Llegué a la propiedad y me acerqué a la casa. Los Maycott tenían más tierras y eran más ricos que nosotros; no mucho más, pero lo suficiente para creerse superiores y para que nos sintiéramos cohibidos en su presencia. La casa en sí era una vivienda espaciosa y agradable de dos plantas, con todas las paredes recién encaladas, armoniosamente levantada entre una arboleda de arces frondosos. A nadie le había ido bien durante la guerra, pues era difícil sacar beneficio cuando había tan poco dinero en circulación y resultaba penoso cultivar para que se apropiara de la cosecha el enemigo, con el fin de alimentar a su ejército, o nuestras propias tropas, a cambio de vagas promesas sin valor. A pesar de ello, los Maycott habían mantenido las apariencias y, cuando me aproximé a la casa, me sentí como una rústica desaliñada que acudía a la mansión de su señor. Llevaba el vestido, una prenda tejida en casa de color nuez, bastante limpio y mi sencillo sombrerito, aunque no demasiado descolorido, se veía pobre. Me habría gustado tener una cinta nueva para lucirla en ocasión tan auspiciosa, pero no había encontrado ninguna a la venta y, de haberla habido, no habríamos tenido dinero para comprarla. Bajo el sombrero, llevaba mi indómita cabellera de pelo castaño sujeta con alfileres lo mejor que la naturaleza y mi impaciencia permitían. Había tenido la previsión de lavarme las manos antes de salir y lucía las uñas limpias de mugre.
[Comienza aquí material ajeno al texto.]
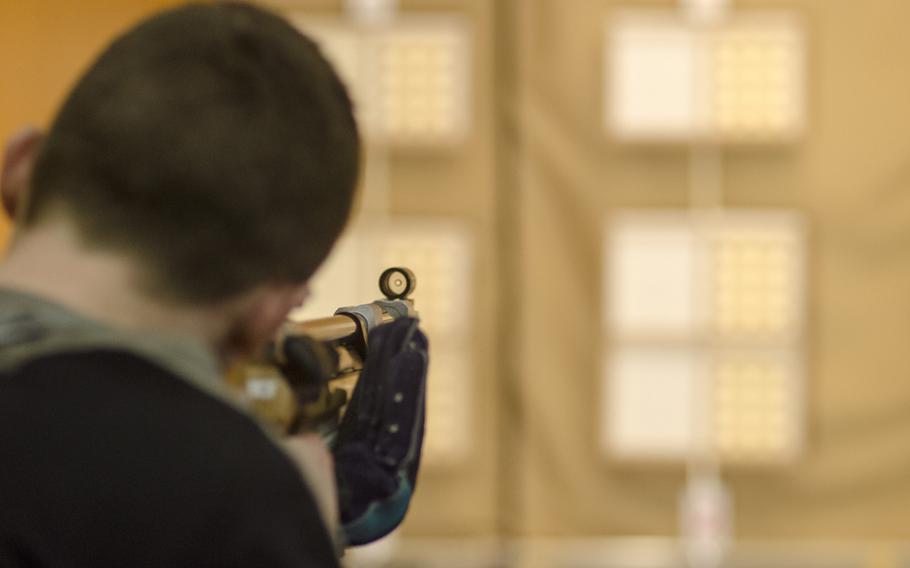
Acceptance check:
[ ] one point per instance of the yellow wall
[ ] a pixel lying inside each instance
(44, 44)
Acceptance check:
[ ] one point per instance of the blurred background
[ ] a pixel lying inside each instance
(663, 253)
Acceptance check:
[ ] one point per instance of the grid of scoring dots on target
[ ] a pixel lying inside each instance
(754, 401)
(755, 286)
(422, 76)
(756, 81)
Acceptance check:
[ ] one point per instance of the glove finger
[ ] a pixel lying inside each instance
(401, 430)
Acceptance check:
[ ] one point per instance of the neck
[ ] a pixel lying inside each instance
(50, 261)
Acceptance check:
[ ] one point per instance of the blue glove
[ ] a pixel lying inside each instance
(377, 451)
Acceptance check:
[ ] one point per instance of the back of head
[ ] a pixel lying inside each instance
(213, 144)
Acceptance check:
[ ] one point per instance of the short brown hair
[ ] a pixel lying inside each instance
(214, 143)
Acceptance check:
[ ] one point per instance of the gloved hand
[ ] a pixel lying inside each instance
(377, 451)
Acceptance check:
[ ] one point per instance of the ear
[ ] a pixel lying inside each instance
(264, 313)
(18, 163)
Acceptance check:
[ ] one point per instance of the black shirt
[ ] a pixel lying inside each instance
(108, 459)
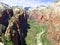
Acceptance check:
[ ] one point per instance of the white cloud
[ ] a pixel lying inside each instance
(32, 3)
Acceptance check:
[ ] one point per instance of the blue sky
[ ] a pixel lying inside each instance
(26, 3)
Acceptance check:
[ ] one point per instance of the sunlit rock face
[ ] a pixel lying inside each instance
(40, 14)
(53, 34)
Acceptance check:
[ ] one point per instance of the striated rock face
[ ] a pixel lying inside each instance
(50, 16)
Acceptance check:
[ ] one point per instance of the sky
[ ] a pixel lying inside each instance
(27, 3)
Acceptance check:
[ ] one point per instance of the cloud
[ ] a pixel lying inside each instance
(25, 3)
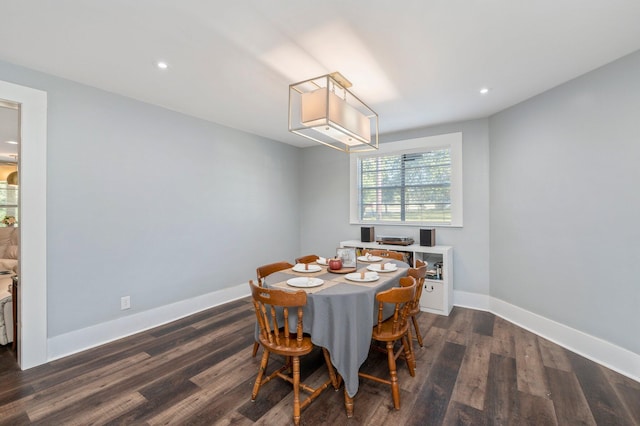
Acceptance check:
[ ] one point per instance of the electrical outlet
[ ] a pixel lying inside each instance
(125, 302)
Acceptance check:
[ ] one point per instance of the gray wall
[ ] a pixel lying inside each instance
(565, 203)
(325, 204)
(150, 203)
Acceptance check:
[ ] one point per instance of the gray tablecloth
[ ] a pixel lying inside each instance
(340, 317)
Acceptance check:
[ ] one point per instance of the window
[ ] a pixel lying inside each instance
(413, 182)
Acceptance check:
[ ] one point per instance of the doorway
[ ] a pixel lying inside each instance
(9, 227)
(32, 303)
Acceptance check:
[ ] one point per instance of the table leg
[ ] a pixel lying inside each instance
(348, 403)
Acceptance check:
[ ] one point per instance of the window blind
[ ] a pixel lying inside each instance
(410, 187)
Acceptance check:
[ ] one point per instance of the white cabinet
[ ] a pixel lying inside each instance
(437, 294)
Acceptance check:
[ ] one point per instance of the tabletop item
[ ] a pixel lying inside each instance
(382, 267)
(341, 271)
(363, 277)
(305, 267)
(369, 258)
(305, 282)
(335, 263)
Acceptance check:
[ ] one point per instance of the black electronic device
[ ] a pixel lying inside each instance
(428, 237)
(367, 234)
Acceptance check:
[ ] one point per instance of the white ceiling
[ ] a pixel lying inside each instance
(415, 62)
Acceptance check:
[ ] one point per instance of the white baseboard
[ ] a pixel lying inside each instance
(86, 338)
(614, 357)
(472, 300)
(605, 353)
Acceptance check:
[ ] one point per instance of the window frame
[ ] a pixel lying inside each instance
(451, 141)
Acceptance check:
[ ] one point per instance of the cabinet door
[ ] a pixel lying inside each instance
(432, 295)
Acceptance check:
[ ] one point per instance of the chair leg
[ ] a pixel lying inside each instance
(263, 368)
(332, 373)
(418, 334)
(296, 390)
(348, 403)
(395, 389)
(413, 356)
(408, 354)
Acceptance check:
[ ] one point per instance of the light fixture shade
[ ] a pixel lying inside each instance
(324, 110)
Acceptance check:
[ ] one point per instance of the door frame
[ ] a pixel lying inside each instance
(32, 303)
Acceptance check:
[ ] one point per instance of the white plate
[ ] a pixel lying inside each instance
(312, 268)
(388, 267)
(356, 277)
(304, 282)
(369, 258)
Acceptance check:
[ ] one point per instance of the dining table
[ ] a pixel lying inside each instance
(340, 313)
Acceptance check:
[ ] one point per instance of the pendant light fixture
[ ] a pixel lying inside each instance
(324, 110)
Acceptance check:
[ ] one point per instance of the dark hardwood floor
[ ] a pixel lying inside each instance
(475, 369)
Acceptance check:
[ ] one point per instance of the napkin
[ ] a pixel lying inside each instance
(368, 275)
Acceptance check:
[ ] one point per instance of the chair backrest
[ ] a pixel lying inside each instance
(386, 253)
(419, 275)
(310, 258)
(264, 270)
(272, 308)
(400, 296)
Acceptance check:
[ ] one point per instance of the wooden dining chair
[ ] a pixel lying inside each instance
(419, 274)
(387, 254)
(393, 329)
(310, 258)
(262, 272)
(273, 309)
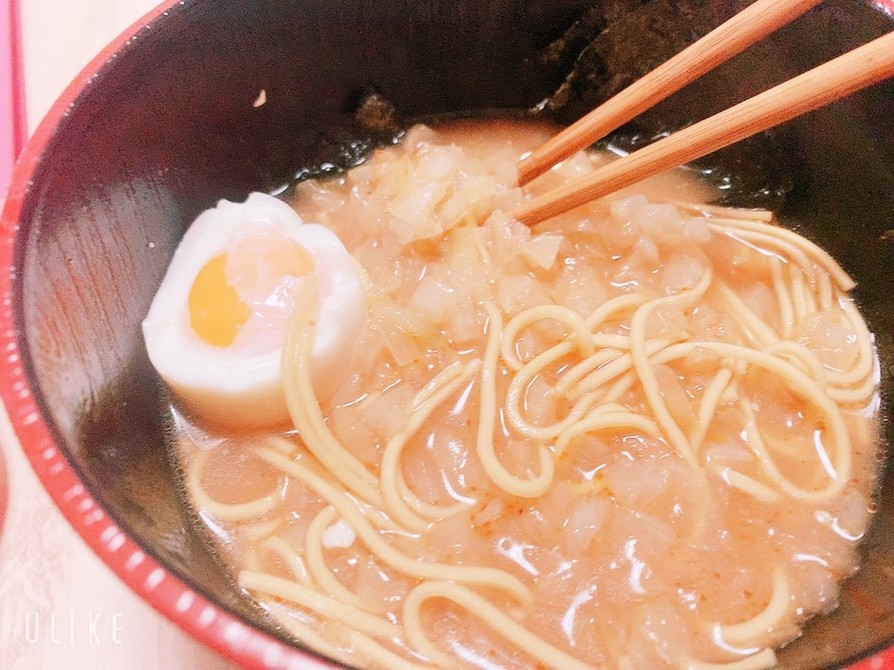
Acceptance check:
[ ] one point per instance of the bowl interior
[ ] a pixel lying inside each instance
(168, 127)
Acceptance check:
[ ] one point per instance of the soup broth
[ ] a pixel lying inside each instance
(642, 434)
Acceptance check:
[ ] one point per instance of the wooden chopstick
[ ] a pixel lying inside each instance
(864, 66)
(730, 38)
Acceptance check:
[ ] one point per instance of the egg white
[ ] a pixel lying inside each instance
(241, 384)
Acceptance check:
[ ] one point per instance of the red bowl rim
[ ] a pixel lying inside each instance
(152, 582)
(179, 602)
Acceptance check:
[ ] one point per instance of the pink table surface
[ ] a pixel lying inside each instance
(60, 607)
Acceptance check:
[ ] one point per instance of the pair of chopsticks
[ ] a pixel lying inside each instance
(836, 79)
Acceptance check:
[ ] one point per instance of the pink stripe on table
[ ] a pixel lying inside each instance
(12, 112)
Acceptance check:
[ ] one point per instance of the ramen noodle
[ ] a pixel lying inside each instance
(641, 434)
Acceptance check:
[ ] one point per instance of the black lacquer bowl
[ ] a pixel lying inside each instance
(162, 124)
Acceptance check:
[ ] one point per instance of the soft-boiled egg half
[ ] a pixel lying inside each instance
(217, 325)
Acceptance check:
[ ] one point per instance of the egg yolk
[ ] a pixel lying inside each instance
(226, 288)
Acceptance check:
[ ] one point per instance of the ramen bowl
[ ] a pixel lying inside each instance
(207, 100)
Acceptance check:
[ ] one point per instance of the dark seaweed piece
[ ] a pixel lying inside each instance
(372, 122)
(631, 45)
(564, 51)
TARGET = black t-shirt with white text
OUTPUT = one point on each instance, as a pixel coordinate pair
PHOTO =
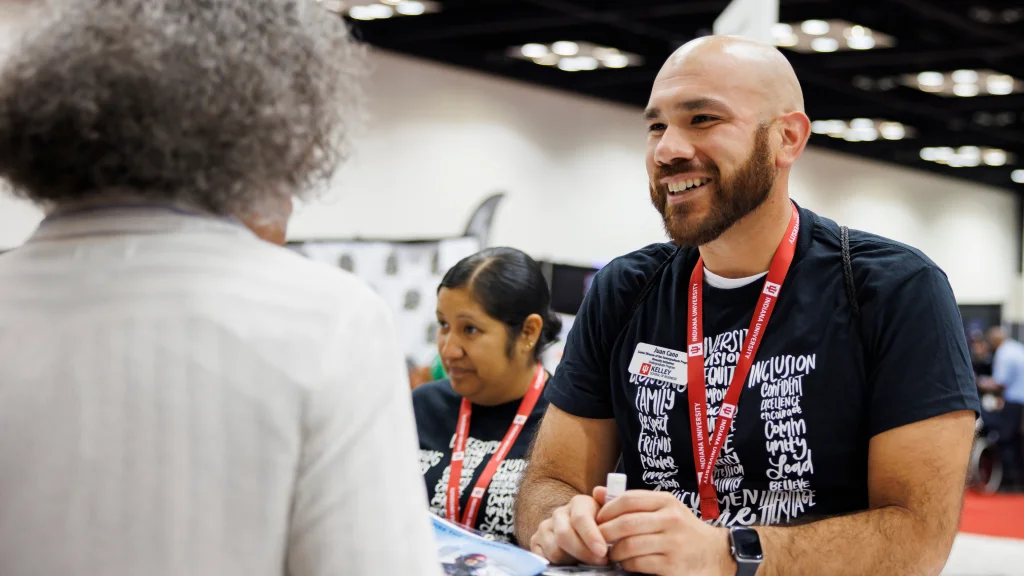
(821, 385)
(436, 407)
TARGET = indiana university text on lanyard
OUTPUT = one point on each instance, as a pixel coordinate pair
(706, 450)
(459, 453)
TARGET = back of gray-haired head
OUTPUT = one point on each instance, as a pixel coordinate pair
(223, 105)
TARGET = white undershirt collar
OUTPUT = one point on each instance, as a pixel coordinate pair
(723, 283)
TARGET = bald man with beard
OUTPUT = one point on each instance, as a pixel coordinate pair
(779, 404)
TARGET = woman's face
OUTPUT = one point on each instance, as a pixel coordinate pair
(474, 347)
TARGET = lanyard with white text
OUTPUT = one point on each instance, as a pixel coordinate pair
(459, 452)
(706, 450)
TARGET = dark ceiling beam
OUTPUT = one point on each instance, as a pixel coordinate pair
(925, 57)
(928, 9)
(925, 113)
(488, 28)
(613, 19)
(566, 18)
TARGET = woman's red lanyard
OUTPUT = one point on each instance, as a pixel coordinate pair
(706, 450)
(459, 454)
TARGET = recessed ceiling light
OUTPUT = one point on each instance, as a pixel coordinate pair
(820, 126)
(824, 44)
(547, 59)
(586, 63)
(360, 13)
(411, 8)
(567, 65)
(815, 28)
(565, 48)
(931, 79)
(856, 31)
(999, 84)
(860, 42)
(534, 50)
(994, 157)
(965, 77)
(781, 30)
(616, 60)
(574, 56)
(787, 41)
(892, 130)
(380, 11)
(966, 90)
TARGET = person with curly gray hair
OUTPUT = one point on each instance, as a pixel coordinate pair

Había pensado lo que iba a decir al criado que me abriera la puerta, pero no tuve ocasión de soltar el discurso. Aún no había llamado, cuando oí unos pasos a mi espalda y, al volverme, vi al mismísimo Andrew Maycott, con la mano en el bastón, subiendo por el camino con cierta dificultad.

Apoyado en el bastón, inclinó ligeramente la cabeza en un saludo.

– Buenas tardes, señorita.

Tenía una sonrisa correcta y cortés, y no se observaba nada que no fuese caballeroso en sus palabras o en su porte, pero aun así noté que su mirada me recorría despacio. La sensación me agradó.

Me enderecé y respondí:

– Usted es Andrew Maycott, precisamente el hombre al que venía a ver.

– Vaya, y usted creo que es Joan Claybrook -dijo él, ladeando la cabeza como un coleccionista de curiosidades que acaba de dar con un ejemplar interesante-. La recuerdo de cuando era una chiquilla.

– Pues ya no lo soy -declaré, esperando que mi voz sonara más segura de lo que me sentía.

El no hizo el menor esfuerzo por esconder que le divertía mi respuesta.

– De eso no creo que quepa ninguna duda.

No había nada lujurioso en su tono, pero era evidente que coqueteaba. Sus atenciones me distrajeron y no era eso lo que yo deseaba. Quería ser yo la que distrajera, la que estableciera las normas, pero ahora, tan cerca de él, me costaba pensar con claridad.

– ¿Le duele… la herida? -Mantuve la voz serena y uniforme, lo cual no era fácil con el pulso latiéndome en los oídos.

– A veces -dijo-, pero no dejaré que eso me impida hacer lo que quiera, y me han dicho que con el tiempo remitirán los dolores.

Sonreí para disimular mi nerviosismo y, después de tomar aliento profundamente esperando que no se notara, dije en el tono más ligero que pude:

– No esperaré a entonces. Demos un paseo.

Vi claramente que lo asombraba. Dudó un poco, emitió un murmullo encantador y, a continuación, tragó saliva.

– Señorita Claybrook, no creo que sea apropiado por mi parte dar un paseo privado con una joven dama…

Tal vez debería haberme sentido picada por su rechazo. Quizá debería haber intentado rectificar lo que le había dicho, dar nueva forma a mis palabras, pero no sentía la menor vergüenza ni compunción y esta ausencia de remordimiento me dio valor.

– Ah, no sea usted tan precavido. Paseará conmigo, ¿verdad?

– No creo que su padre me lo agradeciera -insistió él-. ¿Por qué no entra en casa a tomar un vino de arce con mi hermana?

No me gustó la propuesta y mi tono de voz reveló mi irritación:

– No he venido a ver a su hermana. He venido a verlo a usted.